My heart thuds harder in my chest. “Why not? You’re currently between jobs, right?”
She blinks three times in quick succession. “Right.”
I shrug. “So?”
“So … you’d want me to come visit you in Mullet Ridge?”
“For the potlucks,” I say, as if either of us believes it. “It’s a cultural experience.”
She holds my eye and sets her hands in her lap. I glance down to where she’s fidgeting with her nails and see that her ankle is wrapped, but she’s done it wrong.
“Can I fix that for you?” I ask. “I should probably teach you how to do it, come to think of it.” I swallow. “In case we don’t see each other for a couple of days.”
“A couple of days,” she echoes. I take her foot and undo the wrapping. The swelling is much better, but the bruising is still nasty. An entire day of staying off it seems to have helped.
“Is it feeling better?” I ask, letting my fingers soak up her skin as I hold her leg.
“A lot better,” she says. “It’ll be right as rain in a couple of days.”
I run my hand over the purple and black skin. “I’m going to wrap it, and then I’ll get ice. You need rest, ice, compression, elevation. RICE.”
She shifts on the couch, and her braids flip around her face, making her look even more vulnerable than her bruised foot.
“It’s really not a big deal.” Her voice is too tight.
“I shouldn’t have asked you if it was feeling better. I should have asked if it hurt at all. Are you hurt? At all?” I ask, and this time, the back of my nose stings.
I carefully hold her ankle with one hand while I move the bandage into place. From here, it should be a matter of simple muscle memory—I’ve wrapped my own ankle more times than I can count.
This is Poppy’s ankle, though. Poppy’s pain. Poppy’s tears that hurt worse than any injury.

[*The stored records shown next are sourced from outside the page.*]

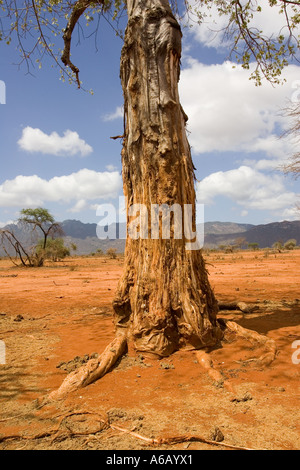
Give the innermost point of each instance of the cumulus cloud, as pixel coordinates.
(209, 32)
(248, 188)
(228, 113)
(35, 140)
(117, 114)
(85, 185)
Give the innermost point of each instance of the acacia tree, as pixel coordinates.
(164, 300)
(40, 223)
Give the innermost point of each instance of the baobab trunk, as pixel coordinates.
(164, 299)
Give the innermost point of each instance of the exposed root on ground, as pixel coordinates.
(102, 423)
(93, 370)
(260, 340)
(96, 368)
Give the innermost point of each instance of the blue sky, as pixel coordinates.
(56, 150)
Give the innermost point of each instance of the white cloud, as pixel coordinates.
(227, 112)
(35, 140)
(209, 32)
(117, 114)
(78, 187)
(248, 188)
(3, 224)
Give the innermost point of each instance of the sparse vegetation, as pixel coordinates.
(36, 222)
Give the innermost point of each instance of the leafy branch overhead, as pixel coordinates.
(36, 24)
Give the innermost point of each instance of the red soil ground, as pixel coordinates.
(50, 315)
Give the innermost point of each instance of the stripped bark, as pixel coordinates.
(164, 298)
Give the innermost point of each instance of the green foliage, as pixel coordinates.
(278, 246)
(37, 217)
(37, 220)
(44, 20)
(253, 246)
(290, 244)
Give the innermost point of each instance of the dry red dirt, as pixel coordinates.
(50, 315)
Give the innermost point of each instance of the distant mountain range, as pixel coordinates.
(84, 235)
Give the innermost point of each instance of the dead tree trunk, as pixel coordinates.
(164, 301)
(164, 298)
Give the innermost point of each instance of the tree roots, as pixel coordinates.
(94, 369)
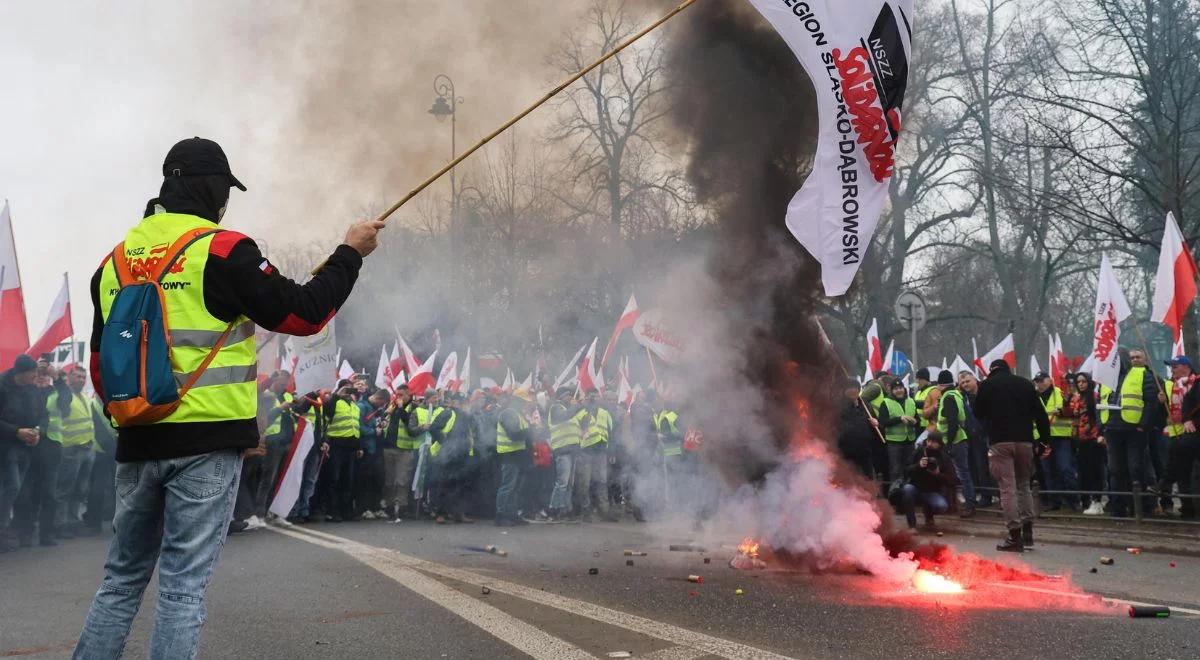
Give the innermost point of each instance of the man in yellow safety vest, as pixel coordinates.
(177, 477)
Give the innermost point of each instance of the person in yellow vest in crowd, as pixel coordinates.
(101, 489)
(951, 423)
(898, 420)
(1183, 453)
(565, 420)
(592, 473)
(70, 421)
(430, 424)
(1059, 468)
(455, 436)
(345, 419)
(400, 457)
(513, 441)
(1090, 449)
(1127, 431)
(178, 475)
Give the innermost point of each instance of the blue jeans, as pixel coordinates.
(564, 469)
(961, 455)
(174, 513)
(303, 508)
(931, 503)
(511, 466)
(1127, 459)
(1060, 471)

I take it slow, gentle, starting at the top of her foot.
“You know you don’t have to walk around in pain all the time, right?” I tell her. The sound from her throat is raw, and I have to force myself not to look at her. “Pain is a sign to stop and take care of yourself. Or let someone else do it for you.”
“Like who?” she whispers. I slip the bandage under her arch, my knuckles grazing warm skin as I guide it through. She twitches, but she doesn’t giggle and I don’t stop.
“Like your parents when you were young? Your mom when your dad went away? Even my dad forced me to rehab when I was injured.”
“My mom didn’t know when I was injured. She had enough on her plate. I couldn’t add to it.”
If she was trying to wound me, she couldn’t do a better job. If anyone in this world deserved to be cared for, loved, nurtured growing up, it’s Poppy Grace. The idea that no one did—
“That’s not right,” I say. “You’re her daughter. She should have cared.”
“She cared,” she says. “But so did I.”
“But it’s a parent’s job to take care of their kids,” I say, my chest swelling with hurt as old as I am.
“She did. She fed me, clothed me, gave me a place to live and stayed up late on weekends helping me with homework and school projects whenever she could. She taught me skills and laughed with me and loved me. I know she loved me with all the energy she had. Still does.”